ChiSq Selector¶
Chi-Squared feature selection, which selects categorical features to use for predicting a categorical label.
Type¶
ml-transformer
Class¶
fire.nodes.ml.NodeChiSqSelector
Fields¶
Name |
Title |
Description |
|---|---|---|
featuresCol |
Features Column |
The features column name |
outputCol |
Output Column |
The output column name |
labelCol |
Label Column |
The label column name |
numTopFeatures |
NumTopFeatures |
Number of features that selector will select (ordered by statistic value descending). |
percentile |
Percentile |
Percentile of features that selector will select, ordered by statistics value descending. Only applicable when selectorType is percentile |
fpr |
FPR |
The highest p-value for features to be kept.

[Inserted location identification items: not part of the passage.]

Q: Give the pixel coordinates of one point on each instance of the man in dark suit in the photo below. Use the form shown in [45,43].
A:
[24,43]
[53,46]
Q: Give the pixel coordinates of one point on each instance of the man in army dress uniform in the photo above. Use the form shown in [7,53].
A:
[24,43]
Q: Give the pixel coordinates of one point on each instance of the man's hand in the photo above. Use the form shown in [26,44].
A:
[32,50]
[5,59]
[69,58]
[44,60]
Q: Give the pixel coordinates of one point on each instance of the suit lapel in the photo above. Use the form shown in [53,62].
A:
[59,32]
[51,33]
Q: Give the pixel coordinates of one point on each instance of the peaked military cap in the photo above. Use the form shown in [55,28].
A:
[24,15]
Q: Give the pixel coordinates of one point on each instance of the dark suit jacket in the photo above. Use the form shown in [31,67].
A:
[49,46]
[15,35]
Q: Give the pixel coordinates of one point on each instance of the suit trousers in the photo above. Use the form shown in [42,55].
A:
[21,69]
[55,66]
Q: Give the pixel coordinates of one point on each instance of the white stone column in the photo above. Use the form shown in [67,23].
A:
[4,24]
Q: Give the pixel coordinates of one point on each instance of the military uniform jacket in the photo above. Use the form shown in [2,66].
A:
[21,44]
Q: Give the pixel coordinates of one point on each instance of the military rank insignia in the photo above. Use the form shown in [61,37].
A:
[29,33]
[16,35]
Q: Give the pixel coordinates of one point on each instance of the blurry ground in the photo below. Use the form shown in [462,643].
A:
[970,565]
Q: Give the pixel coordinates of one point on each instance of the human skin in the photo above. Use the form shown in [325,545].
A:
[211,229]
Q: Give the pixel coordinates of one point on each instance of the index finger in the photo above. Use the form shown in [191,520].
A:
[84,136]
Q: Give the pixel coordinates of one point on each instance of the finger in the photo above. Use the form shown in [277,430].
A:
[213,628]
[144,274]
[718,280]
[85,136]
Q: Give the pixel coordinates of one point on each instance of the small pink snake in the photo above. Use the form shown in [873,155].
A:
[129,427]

Only applicable when selectorType is fpr |
fdr |
FDR |
The upper bound of the expected false discovery rate. Only applicable when selectorType is fdr |
fwe |
FWE |
The upper bound of the expected family-wise error rate. Only applicable when selectorType is fwe |
selectorType |
Selector Type |
The selector type of the ChisqSelector. |
Details¶
ChiSqSelector stands for Chi-Squared feature selection. It operates on labeled data with categorical features. ChiSqSelector uses the Chi-Squared test of independence to decide which features to choose.
More details are available at : http://spark.apache.org/docs/latest/ml-features.html#chisqselector
Examples¶
The below example is available at : http://spark.apache.org/docs/latest/ml-features.html#chisqselector¶
import org.apache.spark.ml.feature.ChiSqSelector
import org.apache.spark.ml.linalg.Vectors
val data = Seq(
(7, Vectors.dense(0.0, 0.0, 18.0, 1.0), 1.0),
(8, Vectors.dense(0.0, 1.0, 12.0, 0.0), 0.0),
(9, Vectors.dense(1.0, 0.0, 15.0, 0.1), 0.0)
)
val df = spark.createDataset(data).toDF(“id”, “features”, “clicked”)
val selector = new ChiSqSelector()
.setNumTopFeatures(1)
.setFeaturesCol(“features”)
.setLabelCol(“clicked”)
.setOutputCol(“selectedFeatures”)
val result = selector.fit(df).transform(df)
result.show()